When Chad Hartigan’s The Threesome premiered in September 2025, it arrived quietly—almost apologetically, given its modest box office showing of $851,473. But here’s the thing about films that genuinely matter: they don’t always announce themselves with thunderous opening weekends. Sometimes they slip into the cultural conversation like a guest who wasn’t on the invitation list but somehow becomes the most interesting person in the room. That’s the trajectory this particular comedy-drama-romance hybrid has been on since its release, and it’s worth paying attention to why.
The film’s modest financial performance might initially suggest it failed to connect with audiences, and on a surface level, the numbers are what they are. But the real story isn’t told by box office returns alone. What Hartigan accomplished in this lean 1 hour and 52 minutes is something far more interesting than commercial success: he created a genuinely intimate exploration of modern relationships that refuses to play by the established rules of its genre. The tagline—”It was supposed to be fun”—isn’t just clever marketing; it’s the entire thesis of the film, a promise deliberately broken that becomes the foundation for something more meaningful.
> The film challenges viewers to sit with uncomfortable truths about desire, commitment, and the gap between what we want and what we actually need from each other.
Let’s talk about what makes this film significant within the broader landscape of contemporary romantic cinema. The threesome premise, historically handled either as pure comedy fodder or dramatic catastrophe, becomes something else entirely in Hartigan’s hands. Rather than using it as a plot device to mine laughs or manufacture crisis, the director treats it as a genuine inciting incident—a moment where three people attempt to transform their relationships, with wildly varying results. It’s the kind of narrative risk that most mainstream films won’t take, which partly explains why the critical reception, hovering around 6.2/10, reflects a divided audience rather than universal acclaim.
The ensemble cast deserves serious credit for making this tightrope walk work:
- Zoey Deutch brings her characteristic intelligence and warmth to what could have been a thankless role, finding genuine vulnerability beneath the surface
- Jonah Hauer-King inhabits his character with visible internal conflict, refusing to play the part as simply a misguided lover or betrayer
- Ruby Cruz steals scenes with a performance that’s simultaneously playful and guarded, suggesting depths the script only occasionally explores
What these three actors accomplish together is a kind of conversational naturalism that makes the heavier moments land. They’re not performing about feelings; they’re inhabiting them in real time.
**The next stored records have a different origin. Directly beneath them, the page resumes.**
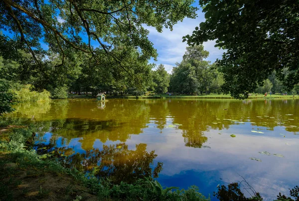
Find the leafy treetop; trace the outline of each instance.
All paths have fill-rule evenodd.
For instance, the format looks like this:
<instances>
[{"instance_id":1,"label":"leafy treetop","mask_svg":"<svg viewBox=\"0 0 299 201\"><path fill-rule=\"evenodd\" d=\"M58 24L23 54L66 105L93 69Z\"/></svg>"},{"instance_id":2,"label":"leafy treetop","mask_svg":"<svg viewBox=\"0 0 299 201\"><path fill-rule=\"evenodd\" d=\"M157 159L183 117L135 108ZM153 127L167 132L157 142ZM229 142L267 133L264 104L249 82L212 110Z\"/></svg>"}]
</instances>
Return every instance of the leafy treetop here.
<instances>
[{"instance_id":1,"label":"leafy treetop","mask_svg":"<svg viewBox=\"0 0 299 201\"><path fill-rule=\"evenodd\" d=\"M226 50L223 89L246 98L274 70L289 89L299 82L299 0L200 0L206 20L188 44L216 40ZM287 69L291 72L283 73Z\"/></svg>"},{"instance_id":2,"label":"leafy treetop","mask_svg":"<svg viewBox=\"0 0 299 201\"><path fill-rule=\"evenodd\" d=\"M130 67L126 58L131 49L124 47L138 49L143 60L157 57L144 25L159 32L163 27L172 29L185 17L196 17L197 8L191 6L193 2L3 0L0 1L0 28L19 37L39 66L42 40L50 51L60 55L61 63L57 66L63 66L66 58L80 52L103 68L107 68L107 61L112 61L111 65L127 71Z\"/></svg>"}]
</instances>

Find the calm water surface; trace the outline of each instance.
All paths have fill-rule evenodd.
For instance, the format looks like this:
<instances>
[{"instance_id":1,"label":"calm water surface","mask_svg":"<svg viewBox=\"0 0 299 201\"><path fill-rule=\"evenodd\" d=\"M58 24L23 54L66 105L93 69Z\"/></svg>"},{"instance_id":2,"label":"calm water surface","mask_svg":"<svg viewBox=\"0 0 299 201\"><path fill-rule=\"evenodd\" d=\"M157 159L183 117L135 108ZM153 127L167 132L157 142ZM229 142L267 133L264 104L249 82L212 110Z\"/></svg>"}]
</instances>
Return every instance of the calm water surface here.
<instances>
[{"instance_id":1,"label":"calm water surface","mask_svg":"<svg viewBox=\"0 0 299 201\"><path fill-rule=\"evenodd\" d=\"M195 185L207 196L241 175L266 200L299 185L298 99L74 99L16 109L6 117L39 128L37 151L58 150L69 166L97 167L116 182L158 173L162 186Z\"/></svg>"}]
</instances>

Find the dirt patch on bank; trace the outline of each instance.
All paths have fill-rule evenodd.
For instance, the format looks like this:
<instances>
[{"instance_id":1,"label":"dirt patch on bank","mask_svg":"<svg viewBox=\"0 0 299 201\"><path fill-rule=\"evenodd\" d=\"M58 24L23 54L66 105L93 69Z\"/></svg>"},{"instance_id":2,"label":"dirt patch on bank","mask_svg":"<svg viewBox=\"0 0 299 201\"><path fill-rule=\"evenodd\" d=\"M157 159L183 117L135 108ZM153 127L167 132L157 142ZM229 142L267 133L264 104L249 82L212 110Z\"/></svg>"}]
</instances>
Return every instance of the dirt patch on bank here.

Hartigan’s directorial approach complements this ensemble work beautifully. In less than two hours, he manages to move through emotional registers that typically require feature-length exploration. The pacing never feels rushed—instead, it feels intentional, like a filmmaker who understands that sometimes the most meaningful stories don’t require three-hour runtimes to resonate. There’s an economy to the storytelling that’s increasingly rare in contemporary cinema, where bloat often masquerades as ambition.
The film’s cultural impact might not be measured in award nominations or box office records, but in something subtler and potentially more lasting: it opened a conversation about how comedy, romance, and drama can coexist in a single narrative without one genre cannibalizing the others. It demonstrated that you don’t need an enormous budget or star power to make something that challenges audiences’ expectations. The three production companies involved—Filmopoly, Jupiter Peak Productions, and Star Thrower Entertainment—took a genuine creative risk on a story that mainstream studios would likely water down or reject outright.
The critical response of 6.2/10 from initial viewers tells an interesting story in itself. That score doesn’t suggest universal failure; it suggests a film that divided viewers based on whether they were willing to accept its tonal complexity and emotional ambiguity. Some audiences wanted a cleaner resolution, a more traditionally comedic or dramatically satisfying ending. Others found that refusal to provide easy answers to be precisely what made the film worth experiencing. That tension between expectation and delivery is actually a sign of a film doing something distinct.
What’s particularly worth noting is how The Threesome refuses the temptation to moralize. It doesn’t position any of its three central characters as fundamentally wrong or right. Instead, it acknowledges that people can simultaneously want incompatible things, can care deeply for each other while still hurting one another, and can learn without everything working out neatly. That’s a mature perspective on relationships that cinema, especially romantic cinema, too often avoids.
The Legacy Worth Considering:
- It proves that unconventional relationship narratives can find an audience willing to engage seriously
- It demonstrates that strong ensemble work can carry a film further than star power alone
- It suggests that there’s still room in cinema for stories that resist genre categorization
Looking back at The Threesome from a vantage point beyond its initial release, what’s most striking is its quiet confidence. The film knows what it is and what it’s trying to do, and it executes that vision without apology or compromise. It may not have set the box office on fire, but it created something real—the kind of story that audiences discover years later and wonder why more filmmakers aren’t taking similar risks. In an industry often obsessed with immediate returns and broad commercial appeal, that kind of principled filmmaking deserves recognition, even if recognition arrives on a slightly delayed timeline.